Hosted by Krystyn at Really, Are You Serious?

Thursday, January 12, 2012

Pop Culture Reflection ...

So I saw this somewhat funny/satirical article posted and read it and was annoyed.  But couldn't put a finger on why.  Then my annoyance went to insulted and offended, but still couldn't put it into words.  It took me a little bit, but I finally figured it out:



Who’s to say that God didn’t intervene in the tornado, or other things that were listed.  We don’t know how God chose to act in each situation – maybe a single baby was saved; someone stayed late at work to finish something up and didn’t get in the tornado’s path; a family had just enough time to get to shelter; etc. 

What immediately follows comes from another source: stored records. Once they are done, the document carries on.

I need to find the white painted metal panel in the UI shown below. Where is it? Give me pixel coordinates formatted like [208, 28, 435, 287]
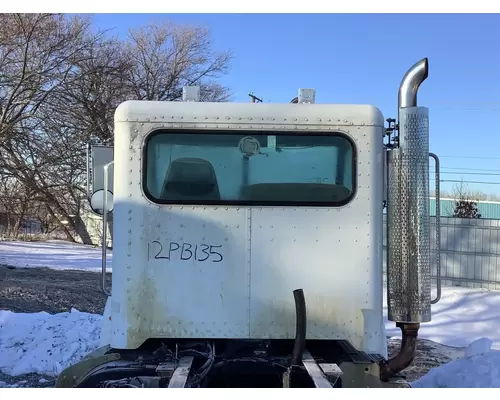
[107, 101, 386, 356]
[248, 127, 385, 355]
[114, 101, 385, 129]
[111, 203, 250, 348]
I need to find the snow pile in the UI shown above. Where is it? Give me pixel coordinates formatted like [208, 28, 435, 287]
[0, 309, 102, 376]
[412, 338, 500, 388]
[0, 381, 24, 388]
[0, 240, 112, 272]
[384, 286, 500, 350]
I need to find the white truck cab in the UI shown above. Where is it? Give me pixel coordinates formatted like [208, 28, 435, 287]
[57, 58, 441, 389]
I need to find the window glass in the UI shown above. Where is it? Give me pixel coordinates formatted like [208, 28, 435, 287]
[144, 131, 355, 206]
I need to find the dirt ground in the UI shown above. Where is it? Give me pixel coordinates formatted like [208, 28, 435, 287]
[0, 264, 459, 388]
[0, 265, 108, 315]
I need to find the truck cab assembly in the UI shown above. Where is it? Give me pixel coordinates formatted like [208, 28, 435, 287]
[56, 57, 441, 388]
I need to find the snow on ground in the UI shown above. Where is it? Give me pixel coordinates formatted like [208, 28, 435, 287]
[0, 308, 102, 377]
[0, 240, 111, 272]
[383, 286, 500, 350]
[412, 339, 500, 388]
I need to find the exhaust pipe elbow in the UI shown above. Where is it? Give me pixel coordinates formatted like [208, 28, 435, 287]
[379, 323, 420, 381]
[398, 58, 429, 109]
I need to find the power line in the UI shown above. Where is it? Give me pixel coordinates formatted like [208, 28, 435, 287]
[433, 106, 500, 110]
[438, 156, 500, 160]
[429, 100, 500, 104]
[430, 171, 500, 176]
[440, 167, 500, 172]
[432, 107, 500, 111]
[440, 179, 500, 185]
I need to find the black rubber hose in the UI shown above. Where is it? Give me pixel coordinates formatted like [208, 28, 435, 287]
[290, 289, 307, 366]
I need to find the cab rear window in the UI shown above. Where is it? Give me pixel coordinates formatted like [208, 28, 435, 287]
[143, 130, 356, 207]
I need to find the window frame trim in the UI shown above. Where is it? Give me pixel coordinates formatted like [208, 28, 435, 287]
[141, 128, 358, 207]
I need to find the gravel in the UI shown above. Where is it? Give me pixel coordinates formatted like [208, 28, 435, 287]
[0, 265, 108, 315]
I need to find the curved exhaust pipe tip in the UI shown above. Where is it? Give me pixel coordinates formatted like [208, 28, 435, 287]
[398, 58, 429, 109]
[379, 323, 420, 381]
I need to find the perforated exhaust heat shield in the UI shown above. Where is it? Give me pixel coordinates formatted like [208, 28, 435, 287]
[387, 107, 431, 323]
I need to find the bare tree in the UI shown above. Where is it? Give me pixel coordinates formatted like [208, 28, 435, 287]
[124, 22, 232, 102]
[0, 174, 61, 240]
[0, 14, 98, 140]
[34, 37, 131, 243]
[0, 176, 32, 238]
[0, 14, 108, 243]
[0, 14, 233, 245]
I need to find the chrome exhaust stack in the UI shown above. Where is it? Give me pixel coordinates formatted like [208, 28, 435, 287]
[380, 57, 431, 382]
[387, 58, 431, 324]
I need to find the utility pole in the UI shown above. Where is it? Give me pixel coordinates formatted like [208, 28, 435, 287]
[248, 92, 263, 103]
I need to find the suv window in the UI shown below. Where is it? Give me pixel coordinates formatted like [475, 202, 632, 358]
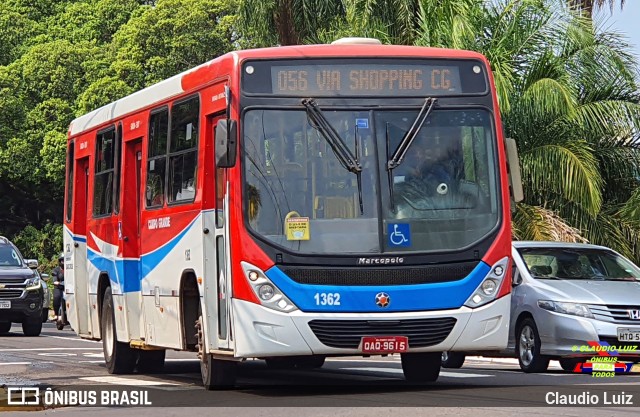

Look at Job.  Job couldn’t hear the conversations that God and Satan were having.  He just knew that his family was gone, he was sick, his possessions were gone, etc.  But God was there the entire time.  God was protecting Job by talking with Satan first.  By giving Satan boundaries. 

Tebow is praising God and thanking God and recognizing that his athletic ability isn’t his own.  And while God may not have a part in a win or a touchdown, God did give Tebow the talent and he’s giving credit where credit is due.  Tebow is one man doing what God commanded His people to do, to go forth and multiply, baptizing nations.  To spread the word.  To not be ashamed of the gospel.  Tebow has done nothing wrong in his outspoken faith, and I'm constantly offended at the display the media has made of him.  

Hats off to you, Tim Tebow, for being more graceful and gracious and forgiving than I could be in your shoes.  Thank you for being the example of praising God for your gifts and turning the other cheek.